Kini hari fitri sudah berangsung, sosok bapak yang dikenal agung dan berwibawa itu masih sibuk dengan para tamunya, masih ada manusia yang bertahan disana ketika yang lain meraih tangan dan berjabat didesa sebelah. Sangat mulia sekali. Rasanya iri. Bait demi bait naskah ini mencair, bak air mata yang tak mampu untuk diusap lagi dengan selembar tisu. Kami sangat cemburu padamu.
Ya, mereka disebut abdi ndalem biasanya. Kadang tidak semua dari mereka yang kerjanya bagus, kadang ada yang sembrono dalam bertugas, kadang juga sangat sempurna dan tidak pernah lalai, sampai suatu ketika ada panggilan dari penguasa dia bergegas untuk mengangkatnya. Ditengah larut hausnya badan ini menyurut. Tapi, semangatnya yang membuat kita cemburu. Pemandangan seperti itu menjadi candu, tak perduli dia belum mandi atau tidak makan sekalipun. Baginya, tugas tetaplah tugas.
Rela meluangkan waktu dan memberi waktu luang demi mencari sebuah barokah, Hanya barokah. sebenarnya apa yang perlu dipertahankan jika hanya gaji yang tidak terlihat manusia yang didapatkan. Perihal barokah sangatlah buram bukan? Sama sekali tidak masuk akal bukan? Tapi banyak sekali yang berebut bahkan sampai menjilat dan menghalalkan segala cara demi mendapatkannya.
Terlepas dari itu, menyoal sifat baik dan buruk yang dilakukan seorang kepada sosok yang dipanggil bapak tersebut mungkin akan sama dimata beliau tapi tidak sama dimata sang pembuat naskah. Kadang aku sendiri miris melihatnya, ini hari sudah petang, hampir dihari fitri ke detik sekian kita bersama-sama menjalankan. Tapi mengapa? Kamu dan antek-antekmu masih saja menjilat, menusuk dari belakang dan mengambil kesempatan baik hatinya seorang terhadapmu. Apa tidak terbesit sedikitpun untuk insaf? Atau sekedar menangis ditempat gitu? Dasar biadab. Semuanya gara-gara kamu dan kamu.

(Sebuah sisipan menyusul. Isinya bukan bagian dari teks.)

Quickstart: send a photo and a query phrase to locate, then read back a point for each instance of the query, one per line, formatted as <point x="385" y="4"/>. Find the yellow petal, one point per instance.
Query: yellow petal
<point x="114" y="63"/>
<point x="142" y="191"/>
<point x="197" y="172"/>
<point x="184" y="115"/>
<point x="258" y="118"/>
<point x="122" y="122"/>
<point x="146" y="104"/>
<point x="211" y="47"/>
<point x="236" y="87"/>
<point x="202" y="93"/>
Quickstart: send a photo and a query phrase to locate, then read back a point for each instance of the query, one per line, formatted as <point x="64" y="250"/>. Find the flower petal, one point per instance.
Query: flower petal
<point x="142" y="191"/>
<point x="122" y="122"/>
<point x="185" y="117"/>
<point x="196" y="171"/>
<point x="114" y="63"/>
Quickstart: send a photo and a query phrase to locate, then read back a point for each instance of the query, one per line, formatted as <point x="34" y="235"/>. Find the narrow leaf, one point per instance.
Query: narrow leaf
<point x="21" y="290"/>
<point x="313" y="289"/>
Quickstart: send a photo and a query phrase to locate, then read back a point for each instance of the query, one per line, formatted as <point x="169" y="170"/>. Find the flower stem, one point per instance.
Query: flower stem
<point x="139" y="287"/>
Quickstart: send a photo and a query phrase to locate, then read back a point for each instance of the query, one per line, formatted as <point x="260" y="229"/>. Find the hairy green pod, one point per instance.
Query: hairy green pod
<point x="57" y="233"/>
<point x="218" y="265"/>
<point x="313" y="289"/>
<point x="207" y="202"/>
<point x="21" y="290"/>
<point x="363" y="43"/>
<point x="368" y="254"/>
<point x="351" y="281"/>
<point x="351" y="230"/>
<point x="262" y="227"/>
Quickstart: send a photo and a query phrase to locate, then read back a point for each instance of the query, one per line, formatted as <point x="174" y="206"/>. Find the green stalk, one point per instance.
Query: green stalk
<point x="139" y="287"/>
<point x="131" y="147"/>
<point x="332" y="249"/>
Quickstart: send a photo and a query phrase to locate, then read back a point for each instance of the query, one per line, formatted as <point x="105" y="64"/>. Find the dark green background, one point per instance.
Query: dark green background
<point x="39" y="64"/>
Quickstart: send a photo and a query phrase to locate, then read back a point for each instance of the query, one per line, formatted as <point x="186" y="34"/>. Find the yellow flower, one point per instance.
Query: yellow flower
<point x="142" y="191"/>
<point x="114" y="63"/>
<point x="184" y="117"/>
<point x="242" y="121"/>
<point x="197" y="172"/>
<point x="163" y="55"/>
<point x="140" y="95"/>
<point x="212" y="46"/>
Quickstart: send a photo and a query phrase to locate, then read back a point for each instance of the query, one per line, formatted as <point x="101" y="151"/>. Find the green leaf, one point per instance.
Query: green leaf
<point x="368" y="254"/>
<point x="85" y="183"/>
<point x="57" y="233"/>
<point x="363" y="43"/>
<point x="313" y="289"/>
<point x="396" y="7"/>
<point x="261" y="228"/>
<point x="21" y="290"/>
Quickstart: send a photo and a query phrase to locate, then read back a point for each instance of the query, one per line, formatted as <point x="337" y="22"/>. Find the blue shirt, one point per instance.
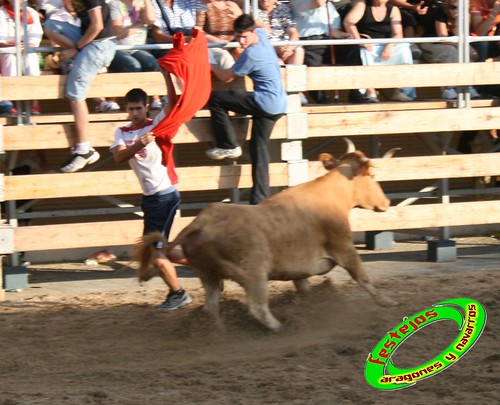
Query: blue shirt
<point x="260" y="63"/>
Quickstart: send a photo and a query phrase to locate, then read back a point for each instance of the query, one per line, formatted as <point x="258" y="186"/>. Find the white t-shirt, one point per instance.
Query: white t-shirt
<point x="147" y="163"/>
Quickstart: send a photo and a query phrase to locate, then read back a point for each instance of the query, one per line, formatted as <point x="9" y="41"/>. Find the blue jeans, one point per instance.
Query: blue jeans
<point x="159" y="211"/>
<point x="136" y="61"/>
<point x="6" y="107"/>
<point x="86" y="65"/>
<point x="60" y="27"/>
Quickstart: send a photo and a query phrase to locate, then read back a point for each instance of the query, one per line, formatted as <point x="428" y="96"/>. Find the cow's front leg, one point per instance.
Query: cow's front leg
<point x="352" y="263"/>
<point x="212" y="285"/>
<point x="258" y="305"/>
<point x="302" y="285"/>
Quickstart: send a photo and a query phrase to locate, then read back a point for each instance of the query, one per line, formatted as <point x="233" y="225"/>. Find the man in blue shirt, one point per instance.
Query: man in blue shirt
<point x="266" y="104"/>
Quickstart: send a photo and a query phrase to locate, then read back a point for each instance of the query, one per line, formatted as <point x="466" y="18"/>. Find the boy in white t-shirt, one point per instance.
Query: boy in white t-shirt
<point x="136" y="144"/>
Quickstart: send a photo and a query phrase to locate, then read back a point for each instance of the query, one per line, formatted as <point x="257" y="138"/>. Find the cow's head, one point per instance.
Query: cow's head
<point x="354" y="165"/>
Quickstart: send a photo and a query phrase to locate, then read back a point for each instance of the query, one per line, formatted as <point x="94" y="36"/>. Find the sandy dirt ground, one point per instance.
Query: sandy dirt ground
<point x="91" y="335"/>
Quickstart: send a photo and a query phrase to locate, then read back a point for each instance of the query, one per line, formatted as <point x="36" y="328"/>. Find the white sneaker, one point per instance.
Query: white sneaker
<point x="156" y="105"/>
<point x="399" y="95"/>
<point x="474" y="93"/>
<point x="219" y="154"/>
<point x="79" y="161"/>
<point x="449" y="94"/>
<point x="107" y="106"/>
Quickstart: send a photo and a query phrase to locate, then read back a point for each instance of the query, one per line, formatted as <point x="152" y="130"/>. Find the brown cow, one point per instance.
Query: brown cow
<point x="295" y="234"/>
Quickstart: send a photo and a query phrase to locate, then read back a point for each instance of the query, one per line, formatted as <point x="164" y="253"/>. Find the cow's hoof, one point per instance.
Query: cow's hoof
<point x="386" y="302"/>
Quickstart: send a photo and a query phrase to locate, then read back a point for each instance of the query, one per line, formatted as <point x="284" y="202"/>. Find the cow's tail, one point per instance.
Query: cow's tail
<point x="146" y="252"/>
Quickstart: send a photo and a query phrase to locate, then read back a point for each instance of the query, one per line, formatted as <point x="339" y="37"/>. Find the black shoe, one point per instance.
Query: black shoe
<point x="356" y="97"/>
<point x="322" y="98"/>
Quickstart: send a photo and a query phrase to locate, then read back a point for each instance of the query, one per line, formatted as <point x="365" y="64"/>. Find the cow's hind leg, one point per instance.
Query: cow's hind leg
<point x="212" y="286"/>
<point x="352" y="263"/>
<point x="258" y="304"/>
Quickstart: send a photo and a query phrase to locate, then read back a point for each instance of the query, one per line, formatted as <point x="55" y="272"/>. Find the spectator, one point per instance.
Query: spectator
<point x="318" y="19"/>
<point x="378" y="19"/>
<point x="266" y="104"/>
<point x="8" y="61"/>
<point x="130" y="21"/>
<point x="276" y="18"/>
<point x="442" y="22"/>
<point x="61" y="25"/>
<point x="411" y="18"/>
<point x="93" y="51"/>
<point x="217" y="23"/>
<point x="485" y="21"/>
<point x="174" y="16"/>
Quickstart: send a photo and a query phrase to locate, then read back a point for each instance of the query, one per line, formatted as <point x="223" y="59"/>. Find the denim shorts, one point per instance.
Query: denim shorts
<point x="70" y="31"/>
<point x="86" y="65"/>
<point x="159" y="211"/>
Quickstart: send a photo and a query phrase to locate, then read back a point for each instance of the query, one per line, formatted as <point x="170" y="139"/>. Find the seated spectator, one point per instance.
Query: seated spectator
<point x="62" y="27"/>
<point x="320" y="20"/>
<point x="485" y="21"/>
<point x="6" y="107"/>
<point x="217" y="24"/>
<point x="442" y="22"/>
<point x="30" y="66"/>
<point x="130" y="21"/>
<point x="174" y="16"/>
<point x="377" y="19"/>
<point x="411" y="18"/>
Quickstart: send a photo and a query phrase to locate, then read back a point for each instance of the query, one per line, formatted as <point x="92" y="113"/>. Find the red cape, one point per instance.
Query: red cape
<point x="188" y="62"/>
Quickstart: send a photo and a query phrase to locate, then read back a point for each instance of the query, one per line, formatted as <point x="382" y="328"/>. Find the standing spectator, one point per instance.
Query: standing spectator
<point x="277" y="20"/>
<point x="8" y="61"/>
<point x="485" y="21"/>
<point x="378" y="19"/>
<point x="442" y="22"/>
<point x="319" y="19"/>
<point x="93" y="51"/>
<point x="217" y="24"/>
<point x="266" y="104"/>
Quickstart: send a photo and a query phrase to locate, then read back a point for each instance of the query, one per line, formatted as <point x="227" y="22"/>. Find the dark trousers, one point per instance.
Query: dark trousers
<point x="239" y="101"/>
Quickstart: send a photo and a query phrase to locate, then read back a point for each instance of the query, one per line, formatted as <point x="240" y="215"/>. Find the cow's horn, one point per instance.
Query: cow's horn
<point x="389" y="153"/>
<point x="350" y="146"/>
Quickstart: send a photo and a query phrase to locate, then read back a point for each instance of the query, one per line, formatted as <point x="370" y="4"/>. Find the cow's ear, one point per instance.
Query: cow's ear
<point x="329" y="162"/>
<point x="364" y="168"/>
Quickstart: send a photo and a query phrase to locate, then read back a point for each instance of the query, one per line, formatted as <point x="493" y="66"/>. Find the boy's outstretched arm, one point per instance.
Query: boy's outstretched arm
<point x="123" y="153"/>
<point x="171" y="92"/>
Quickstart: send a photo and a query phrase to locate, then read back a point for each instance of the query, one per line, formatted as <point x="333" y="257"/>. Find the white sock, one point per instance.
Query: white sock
<point x="82" y="148"/>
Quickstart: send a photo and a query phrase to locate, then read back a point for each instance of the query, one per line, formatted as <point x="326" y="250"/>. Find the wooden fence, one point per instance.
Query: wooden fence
<point x="434" y="122"/>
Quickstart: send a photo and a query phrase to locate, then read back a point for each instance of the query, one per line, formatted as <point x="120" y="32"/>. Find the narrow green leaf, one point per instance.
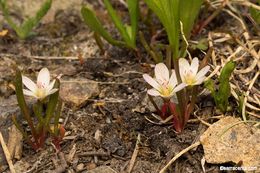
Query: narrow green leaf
<point x="37" y="109"/>
<point x="117" y="21"/>
<point x="52" y="104"/>
<point x="4" y="9"/>
<point x="189" y="11"/>
<point x="209" y="84"/>
<point x="168" y="13"/>
<point x="133" y="8"/>
<point x="57" y="117"/>
<point x="255" y="13"/>
<point x="227" y="71"/>
<point x="94" y="24"/>
<point x="21" y="101"/>
<point x="25" y="29"/>
<point x="30" y="23"/>
<point x="224" y="86"/>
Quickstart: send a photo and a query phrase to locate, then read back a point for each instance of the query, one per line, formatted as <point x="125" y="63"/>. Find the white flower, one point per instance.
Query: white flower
<point x="189" y="72"/>
<point x="42" y="88"/>
<point x="163" y="85"/>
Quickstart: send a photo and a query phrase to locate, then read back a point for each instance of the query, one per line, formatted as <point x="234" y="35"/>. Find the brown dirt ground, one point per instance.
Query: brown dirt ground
<point x="119" y="74"/>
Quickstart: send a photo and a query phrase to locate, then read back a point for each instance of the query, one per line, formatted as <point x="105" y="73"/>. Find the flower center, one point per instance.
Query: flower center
<point x="189" y="78"/>
<point x="40" y="93"/>
<point x="41" y="85"/>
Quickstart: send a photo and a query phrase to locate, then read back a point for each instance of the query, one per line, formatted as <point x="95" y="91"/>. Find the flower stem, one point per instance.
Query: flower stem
<point x="181" y="94"/>
<point x="154" y="104"/>
<point x="192" y="103"/>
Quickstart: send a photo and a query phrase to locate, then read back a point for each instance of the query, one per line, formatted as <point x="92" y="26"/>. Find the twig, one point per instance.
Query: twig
<point x="179" y="155"/>
<point x="95" y="153"/>
<point x="247" y="94"/>
<point x="7" y="154"/>
<point x="135" y="153"/>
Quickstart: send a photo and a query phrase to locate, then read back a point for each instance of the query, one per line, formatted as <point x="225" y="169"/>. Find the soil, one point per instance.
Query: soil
<point x="118" y="112"/>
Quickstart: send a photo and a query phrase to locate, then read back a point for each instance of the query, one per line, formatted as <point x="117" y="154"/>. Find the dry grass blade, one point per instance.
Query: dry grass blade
<point x="7" y="154"/>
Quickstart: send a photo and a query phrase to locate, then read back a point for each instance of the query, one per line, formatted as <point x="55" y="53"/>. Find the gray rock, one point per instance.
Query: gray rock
<point x="101" y="169"/>
<point x="230" y="140"/>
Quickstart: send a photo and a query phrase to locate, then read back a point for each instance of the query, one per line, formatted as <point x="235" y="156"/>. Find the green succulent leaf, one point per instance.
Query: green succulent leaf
<point x="30" y="23"/>
<point x="94" y="24"/>
<point x="117" y="21"/>
<point x="24" y="30"/>
<point x="52" y="104"/>
<point x="224" y="86"/>
<point x="189" y="10"/>
<point x="255" y="13"/>
<point x="133" y="8"/>
<point x="223" y="93"/>
<point x="209" y="84"/>
<point x="168" y="13"/>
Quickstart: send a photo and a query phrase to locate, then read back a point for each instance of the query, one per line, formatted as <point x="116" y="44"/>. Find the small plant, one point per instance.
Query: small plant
<point x="255" y="13"/>
<point x="221" y="96"/>
<point x="25" y="29"/>
<point x="167" y="87"/>
<point x="173" y="14"/>
<point x="46" y="110"/>
<point x="128" y="33"/>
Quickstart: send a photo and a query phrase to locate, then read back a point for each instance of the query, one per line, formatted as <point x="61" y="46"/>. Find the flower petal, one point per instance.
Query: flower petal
<point x="52" y="91"/>
<point x="43" y="78"/>
<point x="179" y="87"/>
<point x="184" y="66"/>
<point x="153" y="92"/>
<point x="202" y="72"/>
<point x="29" y="93"/>
<point x="161" y="73"/>
<point x="173" y="80"/>
<point x="194" y="65"/>
<point x="29" y="83"/>
<point x="200" y="81"/>
<point x="50" y="86"/>
<point x="151" y="81"/>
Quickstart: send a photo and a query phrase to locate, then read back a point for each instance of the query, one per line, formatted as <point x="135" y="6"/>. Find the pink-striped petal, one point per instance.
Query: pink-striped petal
<point x="194" y="65"/>
<point x="43" y="78"/>
<point x="202" y="72"/>
<point x="161" y="73"/>
<point x="173" y="79"/>
<point x="153" y="92"/>
<point x="151" y="81"/>
<point x="179" y="87"/>
<point x="29" y="83"/>
<point x="29" y="93"/>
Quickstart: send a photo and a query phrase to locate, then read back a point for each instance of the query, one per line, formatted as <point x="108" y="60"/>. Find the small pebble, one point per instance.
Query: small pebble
<point x="80" y="167"/>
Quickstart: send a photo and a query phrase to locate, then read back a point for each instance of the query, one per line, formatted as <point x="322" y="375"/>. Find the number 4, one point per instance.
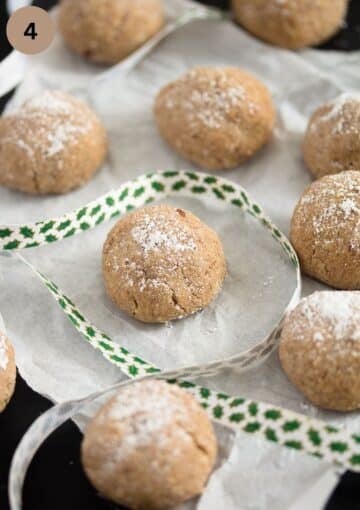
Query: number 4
<point x="31" y="31"/>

Pesanku kepada orang yang kucemburui, yang setiap hari hanya memberikan semacam unjukan kepada sang kaisar untuk mendapat barokahnya. Yah betul, abdi ndalem.- aku hanya ingin berpesan dan sekaligus memberikan ucapan kekesalan. Semoga yang kamu lakukan benar-benar tanpa pamrih sehingga tidak ternoda sedikitpun kuatmu untuk meridho semua kebaikanNya, semoga kamu tetap bisa amanah dan jangan sepertiku yang hanya dapat kategori tukang menggerutu, semoga kelak ketika kamu sudah pulang dan kembali dalam genggaman orang yang melahirkanmu, pibadimu sama persis. Sehingga, ketika aku sudah kehilangan sosok bapak, aku tetap bisa bersua denganmu dan mencium sebagian kulit dibagian jemarimu, sudah itu saja.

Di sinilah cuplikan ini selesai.